Whenever you come across a political or social issue, remember the origin of the word nuance involves the complex characteristics involved with cloud. Clouds are not binary; just as no political or social issue is. Clouds are complex and are given different names based on their shape and their height in the sky. Some clouds are puffy like cotton while others are grey and uniform. Some clouds are near the ground, while others are near the top of the troposphere. Most clouds can be divided into groups (high/middle/low) based on the height of the cloud's base above the Earth's surface. Other clouds are grouped not by their height, but by their unique characteristics, such as forming alongside mountains (Lenticular clouds) or forming beneath existing clouds (Mammatus clouds).

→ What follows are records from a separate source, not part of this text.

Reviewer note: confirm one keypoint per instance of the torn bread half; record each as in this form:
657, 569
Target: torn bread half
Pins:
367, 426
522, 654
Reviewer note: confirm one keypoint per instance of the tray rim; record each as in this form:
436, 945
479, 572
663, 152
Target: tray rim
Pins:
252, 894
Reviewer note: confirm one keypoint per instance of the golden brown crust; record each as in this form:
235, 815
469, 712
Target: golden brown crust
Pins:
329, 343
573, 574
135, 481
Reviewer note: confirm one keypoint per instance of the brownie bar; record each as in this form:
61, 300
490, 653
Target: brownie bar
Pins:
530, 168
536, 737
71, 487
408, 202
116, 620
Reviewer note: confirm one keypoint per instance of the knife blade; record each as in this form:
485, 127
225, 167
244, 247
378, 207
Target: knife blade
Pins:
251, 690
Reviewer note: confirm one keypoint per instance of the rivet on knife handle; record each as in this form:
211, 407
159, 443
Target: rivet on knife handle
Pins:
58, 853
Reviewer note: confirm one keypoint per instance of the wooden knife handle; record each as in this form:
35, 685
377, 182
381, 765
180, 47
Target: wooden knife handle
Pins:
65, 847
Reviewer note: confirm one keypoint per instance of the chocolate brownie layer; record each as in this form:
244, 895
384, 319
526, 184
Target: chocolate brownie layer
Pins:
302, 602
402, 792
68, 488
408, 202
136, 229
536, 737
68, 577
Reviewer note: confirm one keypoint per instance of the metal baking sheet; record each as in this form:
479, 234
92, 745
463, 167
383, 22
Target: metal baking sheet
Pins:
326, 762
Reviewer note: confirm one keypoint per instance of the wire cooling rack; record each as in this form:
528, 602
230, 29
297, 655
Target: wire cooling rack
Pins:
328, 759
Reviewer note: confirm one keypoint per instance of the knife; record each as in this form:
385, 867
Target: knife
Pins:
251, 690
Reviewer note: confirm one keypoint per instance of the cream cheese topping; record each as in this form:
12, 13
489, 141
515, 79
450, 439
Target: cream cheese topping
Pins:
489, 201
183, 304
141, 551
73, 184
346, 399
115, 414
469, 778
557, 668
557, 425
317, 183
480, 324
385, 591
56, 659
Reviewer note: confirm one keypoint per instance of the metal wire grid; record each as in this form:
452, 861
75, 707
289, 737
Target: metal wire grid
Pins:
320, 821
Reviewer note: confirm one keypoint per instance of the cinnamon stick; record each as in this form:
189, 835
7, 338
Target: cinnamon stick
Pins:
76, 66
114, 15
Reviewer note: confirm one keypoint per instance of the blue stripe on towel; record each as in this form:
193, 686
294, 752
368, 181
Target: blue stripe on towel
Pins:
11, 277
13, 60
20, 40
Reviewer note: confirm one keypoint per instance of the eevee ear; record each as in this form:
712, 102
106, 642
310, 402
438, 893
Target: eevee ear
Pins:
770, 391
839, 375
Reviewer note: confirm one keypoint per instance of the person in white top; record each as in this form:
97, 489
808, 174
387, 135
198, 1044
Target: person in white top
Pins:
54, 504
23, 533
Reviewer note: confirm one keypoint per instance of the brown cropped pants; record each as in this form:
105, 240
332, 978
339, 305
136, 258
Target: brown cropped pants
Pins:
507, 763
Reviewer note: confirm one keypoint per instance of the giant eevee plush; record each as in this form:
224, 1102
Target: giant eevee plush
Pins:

Documentary film maker Albert Maysles noted "Tyranny is the deliberate removal of nuance." This about that statement for a moment. Why would a tyrant want the deliberate removal of nuance? The short answer is to eradicate all conversation. When you silence people and cease all discussions around the nuances involved with a specific issue, you can more easily manipulate them. Tyrants thrive on manipulation. They are often weak, incompetent, and conniving so they must find a way to distract the masses. Does your need to forgo the hard work required of understanding nuance outweigh the loss of liberty involved with the removal of nuance. Would you rather have a society that is binary, an either, or world, to avoid the hard work involved with discussing, thinking, and addressing nuance?

To add to the complexity involved with today’s reflection, it is necessary to now suggest nuance has its own limitations and, sometimes, can be counter to forward progress. In his "Fuck Nuance" paper published by the American Sociological Association in 2017, Duke University sociologist Kieran Healy wrote “Nuance can elucidate the complexities of the world but too often scholars use it to bury anything resembling a clear, forceful idea. We want our abstract concepts to do something for us, but nuance-worship makes us shy away from the riskier aspects of abstraction and theory-building. People just keep insisting on a more-sophisticated approach and act as though simply listing the many ways something might be more complex is the same as having a better theory of that thing. In such cases, levels and aspects and dimensions may just pile up in a heap.” And therein lies the nuance within the nuance!


At some point, those who navigate the chaos and practice the art of living well understand the value of nuance, and after discussing the dynamics of an issue, decide on a course of action. If your nuances ‘just pile up in a heap,’ forward progress will be nearly impossible. Let us take the example of the believe that ‘winners never quit.’ This is often used as an illustration of a binary issue: winners never quit, and quitters never win. You are on one side or the other. But this is ridiculous. Like most issues the binary construct is completely misleading, ignorant, and harmful.


Winners quit all the time. Winners quit smoking. Winners quit stop making excuses. Winners get themselves out of terrible relationships. Winners get better jobs. Winners learn a new skill and stop feeling sorry for themselves. Winners leave their comfort zone. Winners quit all the time. ‘Winners never quit’ is merely one of the many examples of nuance discussed throughout this Navigate the Chaos series.


How often do you reflect upon nuance? How often do you listen to opinions completely different from your own to engage in the hard work required to reflect upon nuance? How often do you force your opinions on others without any consideration of the nuances involved? There are far more than two sides to each story; there are as many sides as there are people involved. If you recognize, accept, and do the work necessary to reflect upon nuance it can help you navigate the chaos and practice the art of living well.